Certaines industries se prémunissent contre la pléthore de règlements européens et quel meilleur moyen que de noyer le poisson dans l’eau, qui en l’occurrence est un Parlement à la merci des souhaits des groupes de pression les plus divers. Cette pratique existe Outre-Atlantique, où c’est un vrai métier, reconnu et parfois même respectable. 145 experts accrédités à Bruxelles pour un seul groupe de l’industrie chimique, 4570 en tout, c’est dire l’envergure qu’a pris cette fonction dans le travail législatif.
En pratique, cela veut dire des centaines d’amendements aux textes de la Commission, des montagnes de papier pour toutes les traductions, un résultat parfois illisible, tant la réglementation européenne devient technique et le travail du parlementaire dans cette broussaille de textes arides et compliqués, pénible.
Pas étonnant que dans son « initiative européenne en matière de transparence », la Commission européenne a proposé un frein à certains excès, en encadrant les activités des représentants d’intérêt dans les institutions européennes. Mais le débat ne fait que commencer: déjà, certains se voient privés de leur badge qui donne libre accès au Parlement, sans aucune restriction à suivre le travail des députés, à les poursuivre au-delà des ascenseurs.

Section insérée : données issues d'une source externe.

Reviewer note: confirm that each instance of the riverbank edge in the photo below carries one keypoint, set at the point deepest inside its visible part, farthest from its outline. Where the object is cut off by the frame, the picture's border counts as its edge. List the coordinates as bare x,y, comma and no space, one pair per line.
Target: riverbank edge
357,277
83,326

Quant aux moyens de faire pression, ils sont multiples, passons sous silence les cocktails et autres événements sociaux, pour relever la rédaction d’amendements par les lobbyistes jusqu’à leur présence physique dans les groupes de travail des partis. Ceci dit, le rôle du député sera, bien entendu, de garder son indépendance – il n’est même pas susceptible d’être téléguidé par son gouvernement national!
L’idée de limiter le nombre des lobbyistes avec accès au Parlement européen et de créer même une « footnote » à chaque règlementation indiquant quels ont été les intervenants et pour qui ils travaillent, est en discussion. Mais déjà, il y a levée de bouclier chez les ONG comme chez les industries. Serait-ce la preuve que la vraie faiblesse du Parlement européen est l’absence d’expertise propre? Ou le manque de courage politique, qui fait que finalement la prise de décision se résume à l’arbitrage entre les différentes revendications des uns et des autres? Les réformes du Parlement européen devraient lui assurer son indépendance des influences externes, mais il devra mieux assumer le travail de suivi, appelé comitologie… Car une fois les textes arrêtés par le Parlement européen, la Commission et le Conseil des Ministres, les travaux de rédaction finale sont assurés par les services de la Commission. Et vu que le détail est parfois d’une importance capitale, l’entrée en lice des consultants, cabinets spécialisés et autres experts techniques dont parfois d’anciens fonctionnaires, voire commissaires assurera que le texte final convienne, car l’insécurité juridique, ce sera l’affaire de la Cour de Justice européenne…
À bon entendeur, salut – une réforme n’en cachera pas une autre, qui sait?